According to the strict polishing rate and ingredients, Japanese sake is classified into four major types: Honjozo-shu, Ginjo-shu, Daiginjo-shu, Junmai-shu, aiginjo-shu, Ginjo-shu, Honjozo-shu, and Junmai-shu. For example, Daiginjo-shu, made with 50% polished rice, tends to be more expensive than other kinds, as more brown rice, time, and labor are required to produce it. However, a smaller ratio does not necessarily mean better quality. The quality and charm of sake are not as simple and clear as they appear.

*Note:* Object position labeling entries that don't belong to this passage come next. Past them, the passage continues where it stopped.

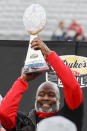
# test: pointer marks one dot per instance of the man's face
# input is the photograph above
(46, 100)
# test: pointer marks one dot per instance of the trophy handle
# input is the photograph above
(34, 61)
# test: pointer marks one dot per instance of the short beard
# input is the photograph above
(54, 108)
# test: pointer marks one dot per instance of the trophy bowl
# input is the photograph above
(34, 20)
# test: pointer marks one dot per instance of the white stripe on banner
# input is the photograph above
(78, 66)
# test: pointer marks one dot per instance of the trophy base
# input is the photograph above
(31, 68)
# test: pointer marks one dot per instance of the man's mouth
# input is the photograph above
(45, 106)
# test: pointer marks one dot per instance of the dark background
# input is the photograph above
(12, 56)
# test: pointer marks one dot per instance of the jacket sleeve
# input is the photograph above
(72, 91)
(10, 103)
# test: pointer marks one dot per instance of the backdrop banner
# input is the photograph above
(13, 55)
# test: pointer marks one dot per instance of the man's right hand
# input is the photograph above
(30, 77)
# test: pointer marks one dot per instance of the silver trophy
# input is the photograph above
(34, 20)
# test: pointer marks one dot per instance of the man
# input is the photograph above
(47, 96)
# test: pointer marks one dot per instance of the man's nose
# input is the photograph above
(46, 97)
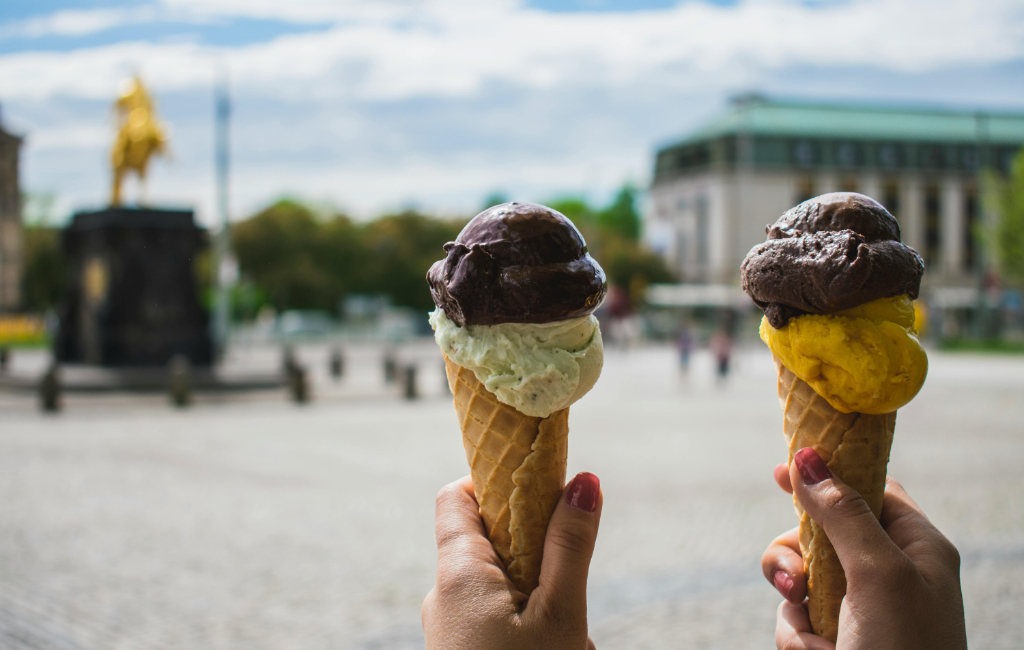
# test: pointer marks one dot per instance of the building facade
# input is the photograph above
(714, 192)
(10, 222)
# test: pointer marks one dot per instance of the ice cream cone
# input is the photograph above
(856, 448)
(518, 468)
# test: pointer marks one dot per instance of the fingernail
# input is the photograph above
(583, 491)
(782, 582)
(812, 469)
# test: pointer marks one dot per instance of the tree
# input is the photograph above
(297, 260)
(43, 275)
(1006, 196)
(612, 237)
(401, 248)
(281, 250)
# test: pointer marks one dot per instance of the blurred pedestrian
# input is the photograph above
(685, 346)
(721, 348)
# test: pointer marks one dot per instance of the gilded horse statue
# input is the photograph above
(139, 135)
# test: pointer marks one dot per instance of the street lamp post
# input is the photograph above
(222, 244)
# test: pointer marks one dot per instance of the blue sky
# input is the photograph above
(379, 104)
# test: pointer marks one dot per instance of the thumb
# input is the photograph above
(862, 546)
(568, 547)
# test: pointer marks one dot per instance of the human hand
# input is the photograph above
(474, 605)
(903, 590)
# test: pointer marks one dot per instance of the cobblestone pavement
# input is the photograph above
(253, 523)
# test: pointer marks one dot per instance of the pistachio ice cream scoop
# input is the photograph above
(515, 297)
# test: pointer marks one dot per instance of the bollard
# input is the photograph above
(288, 358)
(180, 387)
(410, 382)
(298, 385)
(337, 363)
(49, 389)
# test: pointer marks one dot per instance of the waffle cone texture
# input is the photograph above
(855, 446)
(518, 468)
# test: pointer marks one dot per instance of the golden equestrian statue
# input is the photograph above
(139, 135)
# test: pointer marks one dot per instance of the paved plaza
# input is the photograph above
(251, 522)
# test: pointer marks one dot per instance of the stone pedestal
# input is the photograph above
(131, 298)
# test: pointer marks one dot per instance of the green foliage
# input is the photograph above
(495, 199)
(43, 276)
(401, 248)
(1006, 196)
(612, 236)
(297, 261)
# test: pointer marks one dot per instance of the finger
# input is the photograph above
(782, 477)
(459, 528)
(793, 630)
(457, 515)
(567, 550)
(861, 545)
(783, 566)
(913, 532)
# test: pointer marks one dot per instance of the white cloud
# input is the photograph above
(394, 50)
(357, 112)
(76, 23)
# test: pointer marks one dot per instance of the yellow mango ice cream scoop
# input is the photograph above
(864, 359)
(838, 288)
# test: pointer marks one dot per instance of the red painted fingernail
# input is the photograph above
(583, 491)
(812, 469)
(782, 582)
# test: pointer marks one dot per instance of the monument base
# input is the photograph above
(131, 298)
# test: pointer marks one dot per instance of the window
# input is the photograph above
(969, 158)
(932, 158)
(890, 157)
(890, 197)
(848, 155)
(701, 231)
(805, 153)
(970, 227)
(933, 224)
(805, 189)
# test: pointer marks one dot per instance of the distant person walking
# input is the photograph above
(721, 348)
(685, 345)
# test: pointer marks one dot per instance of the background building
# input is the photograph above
(715, 190)
(10, 222)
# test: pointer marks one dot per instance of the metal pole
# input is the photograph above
(222, 242)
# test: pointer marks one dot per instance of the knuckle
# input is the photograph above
(572, 538)
(429, 603)
(846, 503)
(444, 495)
(555, 613)
(949, 553)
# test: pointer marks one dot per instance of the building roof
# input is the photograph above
(759, 116)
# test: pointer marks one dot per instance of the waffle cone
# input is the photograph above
(856, 448)
(518, 468)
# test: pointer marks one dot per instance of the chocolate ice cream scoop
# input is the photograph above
(517, 262)
(830, 253)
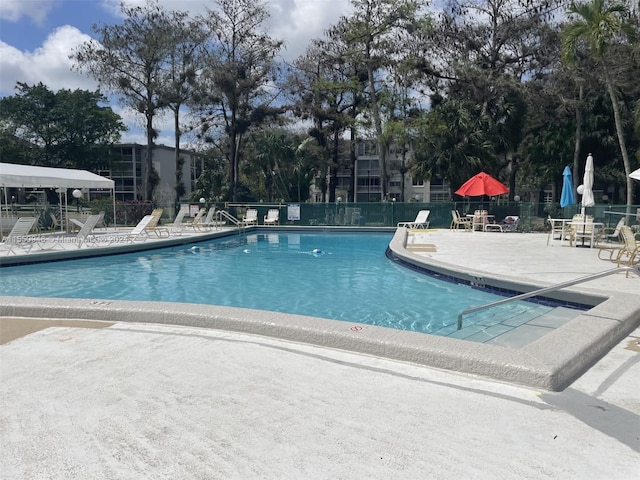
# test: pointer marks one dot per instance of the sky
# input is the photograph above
(37, 37)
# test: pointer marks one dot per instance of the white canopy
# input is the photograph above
(28, 176)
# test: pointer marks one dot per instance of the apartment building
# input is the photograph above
(129, 170)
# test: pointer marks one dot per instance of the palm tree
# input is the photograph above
(597, 26)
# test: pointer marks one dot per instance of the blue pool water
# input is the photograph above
(340, 276)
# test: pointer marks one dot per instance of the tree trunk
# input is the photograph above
(377, 121)
(146, 182)
(623, 147)
(576, 148)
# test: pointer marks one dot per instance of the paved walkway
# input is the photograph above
(161, 401)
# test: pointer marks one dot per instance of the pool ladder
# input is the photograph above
(224, 215)
(552, 288)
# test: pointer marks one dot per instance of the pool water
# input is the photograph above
(339, 276)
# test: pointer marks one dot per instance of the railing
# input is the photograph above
(542, 291)
(224, 215)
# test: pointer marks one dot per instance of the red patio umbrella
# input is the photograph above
(482, 184)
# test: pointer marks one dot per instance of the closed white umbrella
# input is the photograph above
(587, 182)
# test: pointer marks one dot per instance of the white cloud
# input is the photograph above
(295, 22)
(36, 10)
(49, 64)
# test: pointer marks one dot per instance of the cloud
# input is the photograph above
(295, 22)
(36, 10)
(49, 64)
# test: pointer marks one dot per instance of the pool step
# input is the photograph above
(516, 331)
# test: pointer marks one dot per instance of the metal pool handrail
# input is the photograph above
(552, 288)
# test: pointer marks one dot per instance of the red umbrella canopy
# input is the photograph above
(482, 184)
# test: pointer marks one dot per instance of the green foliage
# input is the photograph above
(63, 129)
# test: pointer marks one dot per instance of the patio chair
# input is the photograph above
(630, 254)
(17, 237)
(250, 217)
(580, 228)
(141, 230)
(458, 221)
(87, 230)
(421, 221)
(207, 222)
(610, 234)
(480, 219)
(510, 223)
(178, 223)
(154, 227)
(272, 217)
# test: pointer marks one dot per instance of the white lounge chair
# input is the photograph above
(272, 217)
(177, 226)
(141, 230)
(421, 221)
(459, 221)
(153, 225)
(18, 236)
(207, 222)
(87, 229)
(250, 217)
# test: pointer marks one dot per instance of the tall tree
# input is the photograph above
(128, 59)
(234, 94)
(60, 129)
(484, 52)
(184, 59)
(595, 29)
(327, 92)
(370, 32)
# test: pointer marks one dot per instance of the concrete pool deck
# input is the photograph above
(155, 399)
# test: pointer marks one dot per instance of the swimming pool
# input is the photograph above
(338, 276)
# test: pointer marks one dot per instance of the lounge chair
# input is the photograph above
(208, 222)
(197, 220)
(250, 217)
(421, 221)
(458, 221)
(580, 228)
(87, 229)
(141, 230)
(630, 254)
(611, 234)
(479, 220)
(510, 223)
(272, 217)
(177, 226)
(153, 225)
(17, 237)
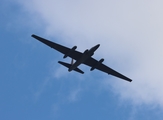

Try them one by one and find your favorite!
Major types of Japanese Sake
Name | Ingredient | Polishing Ratio (percent of rice remaining) | Taste/Aroma |
Honjozo-shu | Rice, kōji, distilled alcohol | ≦70% | Similar to Junmai-shu but slightly lighter and softer in taste |
Ginjo–shu | Rice, kōji, distilled alcohol | ≦60% | Rounded, moderately sweet flavor with a fruity aroma |
Daiginjo-shu | Rice, kōji, distilled alcohol | ≦50% | Clean, light flavor with a fresh and gorgeous aroma |
Junmai–shu | Rice, kōji | – | Rich and mellow taste with umami |
Junmai-ginjo–shu | Rice, kōji | ≦60% | Clean, well-balanced taste with a floral aroma |
Junmai-daiginjo–shu | Rice, kōji | ≦50% | Clean, full-bodied flavor with rich umami from rice |
Reference: NATION TAX AGENCY (Japanese)
Enjoying Sake the Japanese Way
In the past, Japanese sake was only consumed during Shinto rituals, such as praying for a good harvest. Today, it is still considered a special drink and an essential part of celebrations like New Year’s and Japanese-style weddings. However, since the Japanese lifestyle has changed over time, people these days also enjoy sake at casual restaurants or Japanese-style bars called izakaya, just like they would with beer and wine. However, of the history, however, due to its history, Japanese sake is typically served in a unique way and with specific manners.
Ordering Sake
When ordering Japanese sake, you may be asked if you want it hot or cold. Indeed, different temperatures can enhance your sake experience. For beginners, cold sake, known as “reishu,” has a light and clear taste. If you prefer a richer and umami taste, you can try heated sake, which is called “atsukan”. It can be served at temperatures ranging from 5-55℃, with each 5℃ interval named differently. If you’re unsure about which type or temperature to choose, don’t hesitate to ask the waiter. In Japan, communication with the waiter or other people while drinking sake is also an enjoyable part of the experience.
Serving Sake
At Japanese-style restaurants or bars, sake may be served in unique styles. Traditionally, sake is brought to your table in a vase-shaped jar called a tokkuri, with a small round ceramic vessel called an ochoko or guinomi. If you order sake with a strong aroma, like daiginjo-shu, it might be served in a glass with a wide mouth to help you fully enjoy its rich flavor. You may also find sake served in a glass placed in a square, wooden cup called a masu. In this case, don’t be surprised if the waiter pours sake until the glass overflows into the masu. It’s a traditional way of serving and showing hospitality to customers.
Tips for Drinking Sake
Due to its long history, Japanese sake has its own set of customs. It’s a good idea to learn these points if you really want to immerse yourself in the sake culture. First, when drinking with friends, it’s common for someone else to fill your glass or cup. Typically, you are not expected to pour sake into your own glass unless you are alone. Next, when served, you should lift the glass or cup with one hand cupped beneath it to support the glass. And finally, if sake comes in a glass with a masu (remember the sake overflows into the masu), you can either sip it from the glass or directly from the masu. Drinking from the masu adds a wooden aroma and flavor to your sake, as the masu is generally made of cypress or cedar.
Summary
In this article, we have provided all the necessary information you need to know about Japanese sake. We hope you’re ready to deep dive into the world of sake (but remember to drink responsibly!).